Ward Scott R. reported acquisition or exercise transactions in this Form 4 filing.
Merit Medical Systems director Scott R. Ward received an equity award of 3,457 shares. The Form 4 reports a grant of 3,457 restricted stock units under the company’s 2026 Equity Incentive Plan at no purchase price. These RSUs will vest on May 3, 2027, subject to his continued service with the company through the vesting date. Following this award, his reported direct holdings from this grant total 3,457 shares of common stock-equivalent units, reflecting routine, compensation-related equity rather than an open-market purchase or sale.
MERIT MEDICAL SYSTEMS INC director Thomas J. Gunderson reported an equity award and his current holdings. He received a grant of 3,457 restricted stock units under the Merit Medical Systems, Inc. 2026 Equity Incentive Plan. These RSUs vest on May 3, 2027, subject to his continued service with the company through that date.
Following the award, Gunderson directly holds 39,491 shares of Common Stock. He also holds non-qualified stock options to acquire 7,500 and 13,750 shares of Common Stock at an exercise price of $52.17 per share, expiring on May 31, 2026 and May 24, 2026, respectively.
Evans Stephen C. reported acquisition or exercise transactions in this Form 4 filing.
Merit Medical Systems director Stephen C. Evans received a grant of 3,457 restricted stock units (RSUs). The award was made as common stock on a grant/award basis at no cash cost and increases his directly held common shares to 10,266 after the transaction.

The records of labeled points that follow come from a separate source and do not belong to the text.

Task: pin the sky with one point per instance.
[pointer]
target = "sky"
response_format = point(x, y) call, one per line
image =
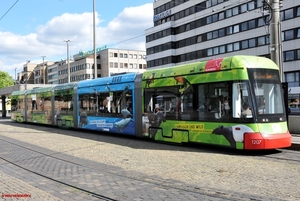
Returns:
point(30, 29)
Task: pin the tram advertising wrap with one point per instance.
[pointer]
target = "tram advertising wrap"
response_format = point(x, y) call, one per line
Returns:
point(233, 101)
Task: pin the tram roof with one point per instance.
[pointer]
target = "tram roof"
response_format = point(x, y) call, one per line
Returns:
point(114, 79)
point(213, 65)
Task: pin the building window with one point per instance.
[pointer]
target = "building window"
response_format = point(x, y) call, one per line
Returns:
point(289, 56)
point(288, 14)
point(252, 43)
point(228, 13)
point(235, 11)
point(251, 5)
point(209, 52)
point(209, 36)
point(222, 49)
point(229, 30)
point(199, 39)
point(236, 28)
point(236, 46)
point(221, 16)
point(229, 47)
point(216, 50)
point(243, 8)
point(288, 35)
point(260, 22)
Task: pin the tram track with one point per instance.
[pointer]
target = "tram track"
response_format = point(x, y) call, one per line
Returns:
point(159, 183)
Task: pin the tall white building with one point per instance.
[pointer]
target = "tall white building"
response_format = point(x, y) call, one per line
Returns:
point(109, 61)
point(186, 31)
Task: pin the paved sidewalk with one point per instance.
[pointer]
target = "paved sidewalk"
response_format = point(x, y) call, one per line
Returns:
point(295, 142)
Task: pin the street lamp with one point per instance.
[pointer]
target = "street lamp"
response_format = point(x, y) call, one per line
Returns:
point(94, 33)
point(44, 74)
point(68, 41)
point(15, 75)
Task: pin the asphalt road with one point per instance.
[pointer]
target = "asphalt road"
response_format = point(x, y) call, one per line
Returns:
point(54, 164)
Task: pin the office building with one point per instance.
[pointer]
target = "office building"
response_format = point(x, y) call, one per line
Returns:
point(187, 31)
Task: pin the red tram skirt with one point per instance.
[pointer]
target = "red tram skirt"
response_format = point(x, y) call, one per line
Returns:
point(257, 141)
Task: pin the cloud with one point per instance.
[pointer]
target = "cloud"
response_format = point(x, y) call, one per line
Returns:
point(126, 31)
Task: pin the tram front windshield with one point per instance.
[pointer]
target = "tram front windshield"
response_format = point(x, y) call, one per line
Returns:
point(267, 90)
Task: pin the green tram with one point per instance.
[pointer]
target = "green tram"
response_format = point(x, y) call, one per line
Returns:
point(234, 101)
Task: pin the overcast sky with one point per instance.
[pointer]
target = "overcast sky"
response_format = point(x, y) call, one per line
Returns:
point(30, 29)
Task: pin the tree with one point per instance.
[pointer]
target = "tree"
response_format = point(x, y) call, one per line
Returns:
point(5, 80)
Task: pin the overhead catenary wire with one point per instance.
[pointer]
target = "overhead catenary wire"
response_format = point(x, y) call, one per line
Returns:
point(9, 10)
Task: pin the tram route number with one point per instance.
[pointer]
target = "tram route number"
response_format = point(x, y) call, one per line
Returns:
point(190, 126)
point(256, 141)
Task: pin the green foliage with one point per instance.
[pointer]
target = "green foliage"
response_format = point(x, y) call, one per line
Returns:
point(5, 80)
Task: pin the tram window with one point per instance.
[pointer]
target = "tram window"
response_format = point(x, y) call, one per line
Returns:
point(214, 101)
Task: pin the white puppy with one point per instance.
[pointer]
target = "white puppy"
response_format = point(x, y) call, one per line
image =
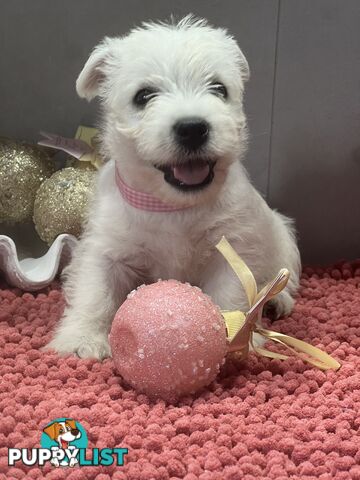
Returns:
point(174, 131)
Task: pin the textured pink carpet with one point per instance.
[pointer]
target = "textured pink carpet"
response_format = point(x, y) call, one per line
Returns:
point(261, 419)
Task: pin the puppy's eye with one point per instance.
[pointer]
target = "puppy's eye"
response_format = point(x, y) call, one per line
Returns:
point(219, 89)
point(143, 96)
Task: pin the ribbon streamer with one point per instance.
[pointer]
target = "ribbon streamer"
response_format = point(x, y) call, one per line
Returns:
point(84, 147)
point(242, 325)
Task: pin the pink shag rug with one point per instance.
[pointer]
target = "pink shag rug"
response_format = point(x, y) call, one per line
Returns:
point(263, 419)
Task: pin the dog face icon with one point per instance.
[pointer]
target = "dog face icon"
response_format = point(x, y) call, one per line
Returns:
point(63, 433)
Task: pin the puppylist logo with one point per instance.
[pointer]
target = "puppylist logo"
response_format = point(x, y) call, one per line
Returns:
point(63, 444)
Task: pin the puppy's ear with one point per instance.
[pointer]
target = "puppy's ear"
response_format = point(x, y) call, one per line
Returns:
point(95, 69)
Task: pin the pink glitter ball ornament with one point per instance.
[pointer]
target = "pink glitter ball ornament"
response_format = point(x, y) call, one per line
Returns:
point(168, 339)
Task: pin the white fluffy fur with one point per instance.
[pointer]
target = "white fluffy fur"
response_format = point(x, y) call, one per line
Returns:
point(123, 247)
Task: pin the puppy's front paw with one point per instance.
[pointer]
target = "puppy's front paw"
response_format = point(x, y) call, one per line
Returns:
point(89, 345)
point(279, 306)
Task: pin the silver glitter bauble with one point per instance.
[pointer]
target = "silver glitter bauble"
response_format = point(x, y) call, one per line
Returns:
point(61, 203)
point(23, 167)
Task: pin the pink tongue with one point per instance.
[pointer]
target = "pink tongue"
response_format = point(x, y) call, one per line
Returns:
point(191, 174)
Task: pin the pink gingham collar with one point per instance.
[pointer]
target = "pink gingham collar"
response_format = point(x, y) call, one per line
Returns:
point(142, 200)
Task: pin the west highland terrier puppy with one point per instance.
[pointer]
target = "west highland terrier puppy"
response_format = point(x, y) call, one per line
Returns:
point(174, 134)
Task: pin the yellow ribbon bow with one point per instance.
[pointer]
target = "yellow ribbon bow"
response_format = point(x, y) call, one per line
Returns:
point(241, 326)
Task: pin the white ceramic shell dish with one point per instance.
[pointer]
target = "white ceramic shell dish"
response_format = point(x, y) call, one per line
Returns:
point(34, 273)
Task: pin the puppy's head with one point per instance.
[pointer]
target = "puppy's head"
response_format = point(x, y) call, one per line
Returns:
point(65, 430)
point(172, 100)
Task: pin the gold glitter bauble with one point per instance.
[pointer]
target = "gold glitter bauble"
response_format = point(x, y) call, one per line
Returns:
point(61, 203)
point(23, 167)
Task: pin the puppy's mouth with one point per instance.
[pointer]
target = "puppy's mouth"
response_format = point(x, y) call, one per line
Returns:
point(190, 175)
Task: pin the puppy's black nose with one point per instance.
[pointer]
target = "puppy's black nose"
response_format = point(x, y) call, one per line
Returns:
point(191, 132)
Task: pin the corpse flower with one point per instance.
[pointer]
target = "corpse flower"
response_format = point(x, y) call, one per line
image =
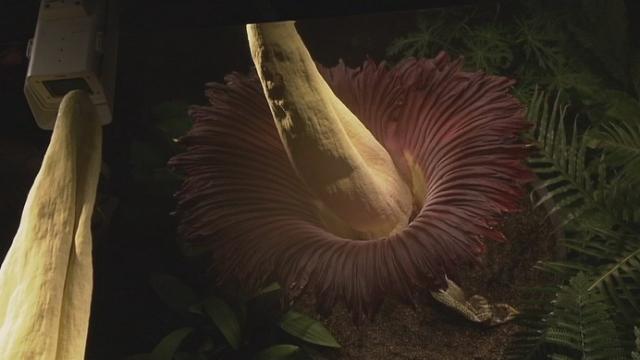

The RSUs were granted under the Merit Medical Systems, Inc. 2026 Equity Incentive Plan and will vest on May 3, 2027, subject to his continued service with the company through that vesting date. This is a routine equity compensation grant rather than an open-market share purchase or sale.
Kaiser Laura S. reported acquisition or exercise transactions in this Form 4 filing.
MERIT MEDICAL SYSTEMS INC director Laura S. Kaiser reported receiving an equity grant rather than making an open-market trade. She was awarded 3,457 shares of common stock in the form of restricted stock units under the company’s 2026 Equity Incentive Plan at no cash cost to her.
The RSUs will vest on May 3, 2027, if she continues to serve the company through that date. After this grant, her reported direct holdings total 13,352 shares of common stock, reflecting a routine compensation-related award rather than a discretionary stock purchase or sale.
Perez Silvia M. reported acquisition or exercise transactions in this Form 4 filing.
MERIT MEDICAL SYSTEMS INC director Silvia M. Perez received an equity grant of 3,457 shares of common stock in the form of restricted stock units under the company’s 2026 Equity Incentive Plan. These RSUs vest on May 3, 2027, subject to her continued service, bringing her direct holdings to 8,040 shares.
Carpenter Lonny J. reported acquisition or exercise transactions in this Form 4 filing.
MERIT MEDICAL SYSTEMS INC director Lonny J. Carpenter received an equity award of 3,457 restricted stock units. These RSUs were granted under the Merit Medical Systems, Inc. 2026 Equity Incentive Plan and will vest on May 3, 2027, subject to his continued service to the company. Following this grant, he reports direct ownership of 20,824 shares of common stock.
McDonnell Michael R. reported acquisition or exercise transactions in this Form 4 filing.
Merit Medical Systems director Michael R. McDonnell received an equity grant of 3,457 shares of common stock in the form of restricted stock units. The grant was made at no cash cost to him as a compensation award and increased his directly held common shares to 9,852.
The RSUs were granted under the Merit Medical Systems, Inc. 2026 Equity Incentive Plan and will vest on May 3, 2027, provided he continues to serve the company through that date. This is a routine stock-based compensation award rather than an open-market purchase or sale.